While Valhalla distributes three copies of every asset (whether volume entry or file content) internally, Pantheon still provides off-site file backups for ultimate assurance. We run backups on a server we call "Ellis Island" (because it handles imports to Pantheon, too) using Jenkins. When Jenkins is performing a backup, it mounts the target volume, creates a compressed tarball, and ships it off for storage in Amazon S3. Pantheon makes the archives available for developer download from the dashboard by using S3's "signed URL" facility.
While we're glad we can provide the projects on Pantheon with a reliable, scalable solution to providing Drupal with a "files" directory across multiple application servers, there's more work to be done. Here are some ideas we're looking at. (These aren't formally on our roadmap, especially near-term.)
PHP streams support: Right now, Drupal 7 sites on Pantheon access Valhalla using the local filesystem, which transparently back-ends to Valhalla using davfs2. It would be more efficient to provide direct PHP stream access to Valhalla and skip using WebDAV when possible.
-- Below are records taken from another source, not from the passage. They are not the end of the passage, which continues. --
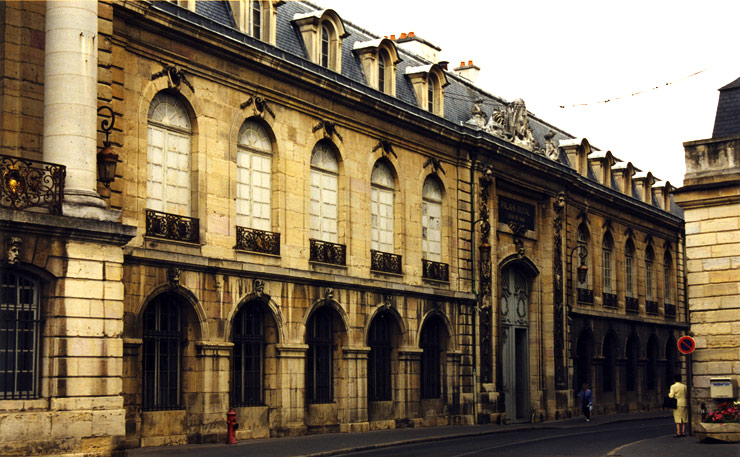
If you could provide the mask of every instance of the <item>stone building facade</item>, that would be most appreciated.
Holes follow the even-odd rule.
[[[0,9],[0,453],[634,411],[681,369],[670,184],[472,62],[305,2]]]
[[[692,354],[691,420],[713,411],[710,379],[740,382],[740,80],[720,89],[712,138],[688,141],[684,185]],[[735,390],[737,395],[737,390]]]

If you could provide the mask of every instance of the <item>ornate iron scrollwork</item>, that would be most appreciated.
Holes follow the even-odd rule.
[[[488,210],[488,200],[491,196],[493,186],[493,170],[487,167],[480,177],[480,208],[478,219],[480,221],[480,261],[478,271],[480,277],[479,304],[482,310],[480,320],[480,353],[481,353],[481,381],[493,382],[493,323],[491,322],[491,223]]]
[[[403,274],[401,270],[401,256],[388,252],[370,249],[370,269],[385,273]]]
[[[626,297],[624,304],[627,312],[636,313],[640,311],[640,301],[637,297]]]
[[[185,76],[185,70],[182,68],[175,65],[167,65],[161,71],[152,75],[152,81],[159,79],[162,76],[167,77],[167,87],[170,89],[174,88],[180,90],[180,83],[185,83],[185,85],[190,88],[191,92],[195,92],[195,88],[190,84],[190,81],[188,81],[188,78]]]
[[[578,288],[578,303],[585,303],[587,305],[594,304],[594,291],[591,289]]]
[[[272,111],[272,108],[270,108],[270,105],[267,104],[267,100],[259,95],[249,97],[244,103],[239,105],[239,108],[244,109],[252,103],[254,103],[254,109],[257,110],[257,113],[262,115],[267,112],[273,119],[275,119],[275,113]]]
[[[665,317],[676,317],[676,305],[672,303],[665,304]]]
[[[615,294],[604,293],[604,308],[616,308],[617,307],[617,296]]]
[[[324,129],[324,136],[326,138],[331,138],[332,136],[336,135],[337,138],[339,138],[339,141],[344,142],[342,135],[340,135],[337,131],[337,124],[335,124],[334,122],[327,120],[319,121],[319,123],[314,125],[314,127],[311,129],[311,132],[316,133],[321,129]]]
[[[444,174],[446,174],[446,173],[445,173],[445,169],[444,169],[444,168],[442,168],[442,162],[441,162],[441,161],[440,161],[440,160],[439,160],[438,158],[436,158],[436,157],[429,157],[429,158],[427,159],[427,161],[426,161],[426,162],[424,162],[424,166],[423,166],[423,168],[426,168],[426,167],[428,167],[429,165],[431,165],[431,166],[432,166],[432,170],[433,170],[433,171],[434,171],[435,173],[438,173],[438,172],[440,172],[440,171],[441,171],[443,175],[444,175]]]
[[[378,149],[381,150],[384,156],[393,155],[393,157],[398,158],[398,154],[396,154],[396,151],[393,150],[393,144],[388,140],[380,140],[378,144],[376,144],[373,148],[373,152],[377,151]]]
[[[198,219],[146,210],[146,235],[168,240],[197,243],[200,240]]]
[[[0,207],[42,207],[50,214],[62,214],[64,165],[0,155],[0,173]]]
[[[424,279],[444,282],[450,281],[450,269],[446,263],[421,259],[421,270],[421,276]]]
[[[236,249],[280,255],[280,234],[237,226]]]
[[[8,265],[18,265],[22,245],[23,238],[19,236],[9,236],[5,239],[5,261]]]
[[[563,211],[565,210],[565,193],[560,192],[552,204],[555,214],[553,218],[553,298],[554,298],[554,331],[555,343],[555,384],[558,389],[565,389],[568,385],[565,367],[565,308],[563,307]]]
[[[321,240],[309,240],[309,260],[312,262],[346,265],[347,249],[343,244]]]
[[[654,300],[645,301],[645,311],[648,314],[658,314],[658,302]]]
Edge integration: Currently, we route requests that miss Varnish through a custom node.js proxy called Styx (named because it takes requests to their final destination), then to nginx on an application server. If the request is for a static file, nginx then accesses the filesystem mounted using davfs2. It would be more efficient to have Styx directly access Valhalla.
CDN integration: A lot of the difficulty around CDN integration is synchronizing local assets with the CDN. Because Valhalla knows about file changes at a high level, it would provide a great integration point for auto-syncronizing changes on a volume to a CDN.
Desktop access: It's already possible to import archives of files and install various file-management modules on Drupal sites running on Pantheon, but we'll be looking into proper desktop access, probably with WebDAV or SFTP/SSHFS.